Adormeci com o plano em mente. Dormi mal, pensando na fisionomia do gringo, avermelhado, gaguejante e surpreso com o esporro que tomava; seu patrão o fitava desconfiado. Melhor: contemplava-o decepcionado, havia sido desmascarado por um rapaz bem mais novo, enquanto gerentes flatulentos pelo nervosismo da discussão percebiam que também a sua hora estava para chegar. Sobraria para todos naquela manhã quente de outono.

Acordei bem, e fui bem cheiroso para o trabalho. Um dia atípico. Assobiava uma música do Moraes Moreira enquanto separava alguns documentos. Guardei a calculadora e a caneta na pasta, quando me confirmam que o patrão já havia chegado. A boa notícia: o desgraçado do argentino não viria mais. Que pena. Restaria discutirmos assuntos por e-mail ou telefone, e talvez seria ainda pior. Eles são muito burros.
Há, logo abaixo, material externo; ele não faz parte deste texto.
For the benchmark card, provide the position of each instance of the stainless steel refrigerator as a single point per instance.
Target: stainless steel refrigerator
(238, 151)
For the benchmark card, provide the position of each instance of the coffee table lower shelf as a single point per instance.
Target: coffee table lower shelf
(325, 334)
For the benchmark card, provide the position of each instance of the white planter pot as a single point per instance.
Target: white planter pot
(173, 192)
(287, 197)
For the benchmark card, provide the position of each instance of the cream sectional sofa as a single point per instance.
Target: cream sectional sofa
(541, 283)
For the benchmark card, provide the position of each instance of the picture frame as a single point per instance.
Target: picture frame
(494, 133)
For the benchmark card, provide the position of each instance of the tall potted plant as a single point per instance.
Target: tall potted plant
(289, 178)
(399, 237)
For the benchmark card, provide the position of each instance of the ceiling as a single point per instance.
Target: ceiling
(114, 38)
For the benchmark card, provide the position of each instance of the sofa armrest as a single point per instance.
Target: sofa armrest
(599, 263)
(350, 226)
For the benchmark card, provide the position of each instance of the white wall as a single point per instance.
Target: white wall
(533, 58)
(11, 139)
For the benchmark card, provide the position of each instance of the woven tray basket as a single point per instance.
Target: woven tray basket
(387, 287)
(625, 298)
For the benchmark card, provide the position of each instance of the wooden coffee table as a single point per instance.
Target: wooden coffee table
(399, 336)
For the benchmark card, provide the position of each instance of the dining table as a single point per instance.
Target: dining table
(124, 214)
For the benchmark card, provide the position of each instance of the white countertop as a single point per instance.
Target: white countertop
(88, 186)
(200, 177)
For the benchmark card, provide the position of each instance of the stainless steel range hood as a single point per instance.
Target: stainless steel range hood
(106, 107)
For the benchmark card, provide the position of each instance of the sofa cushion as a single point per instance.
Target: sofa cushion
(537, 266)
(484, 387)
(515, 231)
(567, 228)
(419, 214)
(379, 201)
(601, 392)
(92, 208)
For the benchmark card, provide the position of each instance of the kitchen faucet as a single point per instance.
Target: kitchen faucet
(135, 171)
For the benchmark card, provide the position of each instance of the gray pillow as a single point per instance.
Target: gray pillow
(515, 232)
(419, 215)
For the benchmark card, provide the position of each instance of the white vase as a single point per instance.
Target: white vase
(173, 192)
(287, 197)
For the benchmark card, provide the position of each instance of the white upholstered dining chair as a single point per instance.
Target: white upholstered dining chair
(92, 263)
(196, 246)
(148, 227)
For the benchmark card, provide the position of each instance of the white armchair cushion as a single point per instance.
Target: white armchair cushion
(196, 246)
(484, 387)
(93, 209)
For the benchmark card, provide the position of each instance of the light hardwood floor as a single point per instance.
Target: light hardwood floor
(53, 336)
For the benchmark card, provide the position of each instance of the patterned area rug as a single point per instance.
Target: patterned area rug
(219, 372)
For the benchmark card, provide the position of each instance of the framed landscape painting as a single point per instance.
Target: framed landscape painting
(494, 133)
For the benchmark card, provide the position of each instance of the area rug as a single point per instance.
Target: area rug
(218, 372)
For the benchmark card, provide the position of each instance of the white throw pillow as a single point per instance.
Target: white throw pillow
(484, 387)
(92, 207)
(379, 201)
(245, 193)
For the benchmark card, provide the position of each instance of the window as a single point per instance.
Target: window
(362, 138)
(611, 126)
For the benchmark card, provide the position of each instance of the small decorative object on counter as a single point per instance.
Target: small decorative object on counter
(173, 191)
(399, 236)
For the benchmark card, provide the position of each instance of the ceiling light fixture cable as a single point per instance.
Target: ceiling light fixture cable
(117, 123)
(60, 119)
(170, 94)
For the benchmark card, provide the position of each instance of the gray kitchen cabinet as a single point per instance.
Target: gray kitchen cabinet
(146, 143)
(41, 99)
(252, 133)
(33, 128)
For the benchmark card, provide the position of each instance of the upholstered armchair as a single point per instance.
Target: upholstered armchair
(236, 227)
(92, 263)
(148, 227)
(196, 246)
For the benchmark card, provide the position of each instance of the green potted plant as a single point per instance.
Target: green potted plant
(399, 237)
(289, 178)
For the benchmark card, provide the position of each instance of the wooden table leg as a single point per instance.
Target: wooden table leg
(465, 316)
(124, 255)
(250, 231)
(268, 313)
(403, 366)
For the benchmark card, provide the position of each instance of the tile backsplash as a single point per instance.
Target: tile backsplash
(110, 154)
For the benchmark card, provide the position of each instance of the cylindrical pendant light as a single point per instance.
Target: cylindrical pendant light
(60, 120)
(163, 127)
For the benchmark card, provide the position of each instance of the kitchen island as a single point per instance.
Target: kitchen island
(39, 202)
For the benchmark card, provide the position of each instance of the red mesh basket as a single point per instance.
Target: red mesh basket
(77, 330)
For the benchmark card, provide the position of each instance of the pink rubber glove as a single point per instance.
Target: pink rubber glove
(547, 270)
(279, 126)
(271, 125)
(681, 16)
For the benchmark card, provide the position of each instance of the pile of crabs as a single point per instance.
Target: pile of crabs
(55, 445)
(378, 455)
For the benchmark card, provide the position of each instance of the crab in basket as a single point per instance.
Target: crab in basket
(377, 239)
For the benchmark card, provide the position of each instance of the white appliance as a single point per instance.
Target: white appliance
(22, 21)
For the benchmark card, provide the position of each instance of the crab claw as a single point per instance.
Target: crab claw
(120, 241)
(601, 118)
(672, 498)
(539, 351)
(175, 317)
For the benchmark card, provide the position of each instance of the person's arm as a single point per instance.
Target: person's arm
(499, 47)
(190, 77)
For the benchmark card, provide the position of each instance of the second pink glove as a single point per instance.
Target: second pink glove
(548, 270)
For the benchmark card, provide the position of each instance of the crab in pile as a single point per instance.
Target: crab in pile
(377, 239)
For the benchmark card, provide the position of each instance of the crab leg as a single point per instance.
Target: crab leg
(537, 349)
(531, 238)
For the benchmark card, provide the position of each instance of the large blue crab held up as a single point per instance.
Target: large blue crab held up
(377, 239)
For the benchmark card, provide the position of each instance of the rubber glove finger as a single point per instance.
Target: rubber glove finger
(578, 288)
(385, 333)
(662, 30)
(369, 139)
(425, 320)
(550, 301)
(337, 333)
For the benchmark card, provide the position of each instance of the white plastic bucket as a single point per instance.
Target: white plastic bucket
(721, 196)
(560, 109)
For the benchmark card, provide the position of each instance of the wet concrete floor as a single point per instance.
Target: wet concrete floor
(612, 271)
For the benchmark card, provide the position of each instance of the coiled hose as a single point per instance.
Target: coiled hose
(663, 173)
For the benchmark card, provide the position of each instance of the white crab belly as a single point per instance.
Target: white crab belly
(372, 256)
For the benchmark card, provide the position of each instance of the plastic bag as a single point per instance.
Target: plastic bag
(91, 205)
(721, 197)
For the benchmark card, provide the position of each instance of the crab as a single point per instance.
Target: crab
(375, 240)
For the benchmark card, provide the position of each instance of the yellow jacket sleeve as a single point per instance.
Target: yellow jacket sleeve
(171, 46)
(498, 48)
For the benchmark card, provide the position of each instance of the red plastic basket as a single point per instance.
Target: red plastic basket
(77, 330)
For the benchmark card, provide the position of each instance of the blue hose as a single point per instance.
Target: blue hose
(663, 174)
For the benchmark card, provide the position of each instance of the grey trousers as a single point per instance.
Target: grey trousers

Por fim o dia foi muito bom. Pude conversar com eles e fomos muito amistosos. Falamos sobre futebol, restaurantes e meu cabelo. Vi que era um grande homem, muito engraçado, brincalhão e com uma vida bem legal. No final nos abraçamos, dei alguns tapinhas nas suas costas e recebi um caloroso abraço, de tio para sobrinho.

Eu sou mesmo um grande filho da puta, por não acreditar que o tempo é o grande cara. O tempo é o cara. Nunca mais deixo a imaginação às soltas por aí, longe da alma.